Charme du chat 2 - Chapitre 3

Chapitre 3

J'essayai de me tenir droite, sortis lentement des vêtements du placard et les enfilai à la hâte. Je me regardai dans le miroir

: cheveux longs, silhouette frêle et expression de peur sur le visage – pas très élégant. J'essayai longuement des vêtements devant mon reflet avant d'enfin trouver mon bonheur.

Je suis sorti de la salle 501 et j'ai pris l'ascenseur pour monter à l'étage pour la première fois.

Alors voilà comment sont les gens. J'ai vu ces fantômes dans la cage d'escalier, ils me faisaient des grimaces. Je m'en fiche. Quant à l'homme qui m'appelle Lili, je m'en fiche.

Je n'avais pas la clé pour entrer, je ne pouvais donc pas passer par la fenêtre comme avant. Je n'avais d'autre choix que de m'asseoir près de la porte et d'attendre. J'avais terriblement mal au ventre

; je savais que c'était dû à la perte de mon essence. Un démon sans essence est comme une personne sans cœur

: incapable de survivre. Je préférerais donner mon essence à Jiongying en échange de cette illusion.

J'ai de plus en plus mal au ventre. Le temps passe, pourquoi n'est-il pas encore revenu

? Sait-il que je suis en train de mourir

? Sait-il à quel point le chat souffre en ce moment

?

La douleur m'a lentement fait perdre connaissance. Soudain, une voix m'a demandé à l'oreille : « Tu le regrettes ? » C'était Jiongying. J'ai ouvert les yeux ; elle était à côté de moi, tenant mon noyau interne dans sa paume. « Je te donne dix secondes pour réfléchir, dix… neuf… huit… »

À chaque compte, j'avais l'impression d'être piquée par des aiguilles de partout, et la douleur et l'inconfort ne cessaient de s'aggraver. Je contemplai mon centre intérieur qui émettait une faible lumière, semblable aux petites étoiles que je voyais le matin, diffusant une lueur envoûtante.

« Trois… deux… » Jiongying marqua une pause d’un air malicieux, m’adressant un sourire espiègle. Soudain, elle disparut et j’entendis la voix surprise de mon maître : « C’était toi ? »

Pour une raison inconnue, la douleur cessa soudainement et je me levai aussitôt. Mon maître était de retour. Il revenait rarement en journée.
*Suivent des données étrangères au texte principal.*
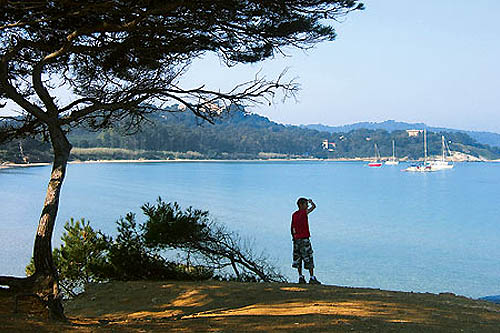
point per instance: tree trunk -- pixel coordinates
(46, 277)
(43, 284)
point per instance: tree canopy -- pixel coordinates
(116, 56)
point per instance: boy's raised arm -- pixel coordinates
(312, 207)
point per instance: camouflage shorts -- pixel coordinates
(302, 252)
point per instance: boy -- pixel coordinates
(302, 250)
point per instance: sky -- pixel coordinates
(431, 61)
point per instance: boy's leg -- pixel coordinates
(297, 260)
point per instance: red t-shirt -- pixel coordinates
(300, 224)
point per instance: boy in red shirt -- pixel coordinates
(302, 250)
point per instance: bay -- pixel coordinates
(380, 228)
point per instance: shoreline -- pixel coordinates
(8, 165)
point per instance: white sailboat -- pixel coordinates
(376, 163)
(434, 165)
(442, 163)
(393, 160)
(421, 167)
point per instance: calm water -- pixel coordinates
(379, 228)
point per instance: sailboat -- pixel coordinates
(435, 165)
(421, 167)
(377, 163)
(442, 164)
(393, 160)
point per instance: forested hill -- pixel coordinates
(171, 135)
(489, 138)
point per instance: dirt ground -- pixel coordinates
(258, 307)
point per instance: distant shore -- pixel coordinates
(7, 165)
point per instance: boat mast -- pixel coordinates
(442, 148)
(425, 145)
(393, 155)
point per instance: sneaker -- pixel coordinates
(313, 280)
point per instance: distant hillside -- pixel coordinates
(240, 135)
(488, 138)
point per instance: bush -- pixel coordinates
(139, 251)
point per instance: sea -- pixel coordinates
(378, 228)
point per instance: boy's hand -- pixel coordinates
(313, 206)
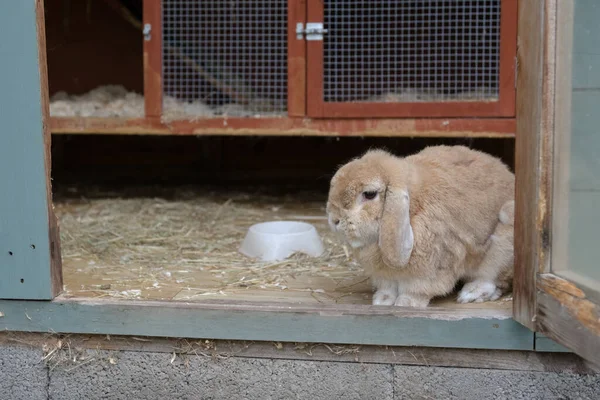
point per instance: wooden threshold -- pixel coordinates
(344, 324)
(526, 361)
(440, 127)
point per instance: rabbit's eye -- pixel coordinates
(370, 195)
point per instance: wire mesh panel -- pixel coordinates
(411, 51)
(224, 58)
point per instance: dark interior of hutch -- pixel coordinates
(162, 216)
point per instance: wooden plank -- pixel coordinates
(348, 324)
(545, 344)
(446, 109)
(296, 103)
(469, 127)
(423, 356)
(533, 152)
(567, 316)
(153, 91)
(29, 240)
(508, 52)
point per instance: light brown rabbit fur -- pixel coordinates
(420, 224)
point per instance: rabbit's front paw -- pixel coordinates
(411, 301)
(478, 292)
(384, 297)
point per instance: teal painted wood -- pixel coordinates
(349, 325)
(545, 344)
(24, 232)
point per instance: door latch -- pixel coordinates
(313, 31)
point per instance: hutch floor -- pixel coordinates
(183, 245)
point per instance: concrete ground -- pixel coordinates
(142, 375)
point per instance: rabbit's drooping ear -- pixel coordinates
(396, 237)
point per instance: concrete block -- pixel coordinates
(466, 384)
(131, 375)
(22, 374)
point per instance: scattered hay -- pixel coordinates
(110, 101)
(153, 247)
(114, 101)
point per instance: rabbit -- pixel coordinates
(421, 224)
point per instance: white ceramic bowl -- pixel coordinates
(277, 240)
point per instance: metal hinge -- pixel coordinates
(313, 31)
(146, 32)
(516, 70)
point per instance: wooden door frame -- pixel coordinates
(543, 301)
(504, 107)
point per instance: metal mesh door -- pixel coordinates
(224, 58)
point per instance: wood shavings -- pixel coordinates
(155, 248)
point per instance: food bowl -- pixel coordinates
(277, 240)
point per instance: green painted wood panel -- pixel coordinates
(24, 232)
(545, 344)
(271, 323)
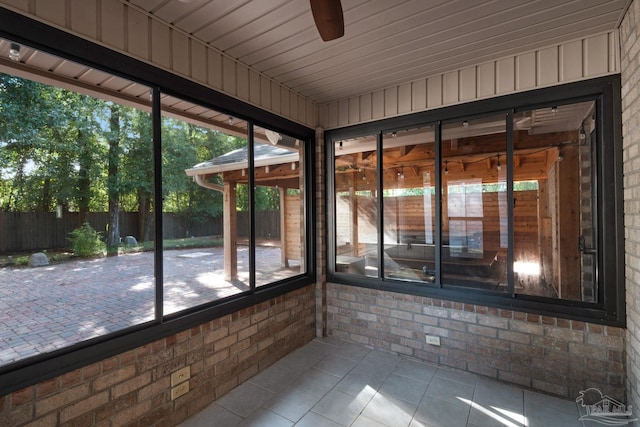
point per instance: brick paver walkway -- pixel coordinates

Je murmurai : « Pourquoi es-tu revenu à cette heure-ci ? »

« Quelqu’un a sonné pour dire que mon chat est mort devant ma porte, mais comment se fait-il que vous soyez là ? Quand êtes-vous… revenu ? » demanda-t-il, surpris.

---La fée du pont de la pie

Réponse [11] : Ce n'est pas important. J'ai souri et je lui ai dit que le plus important était que je sois venu, n'est-ce pas ?

Il me regarda avec une expression compliquée. Tu ne vas pas m'inviter à entrer ? Très bien.

« Comment as-tu vécu toutes ces années ? » demanda-t-il. Je plongeai mon regard dans le sien. Ah, voilà donc à quoi il ressemble de loin. Voir les gens avec des yeux humains est en effet plus beau qu'avec des yeux de chat. Les chats naissent daltoniens, ils ne perçoivent que le noir, le blanc et le gris. Mais à travers les yeux humains, le monde est coloré ; le monde est si beau.

En un instant, toutes les spéculations naïves que j'avais eues avec Shu Yan sur l'amour me sont revenues en mémoire. Maintenant, je comprends l'amour. L'amour est le trésor magique qui colore le monde et embellit toute chose.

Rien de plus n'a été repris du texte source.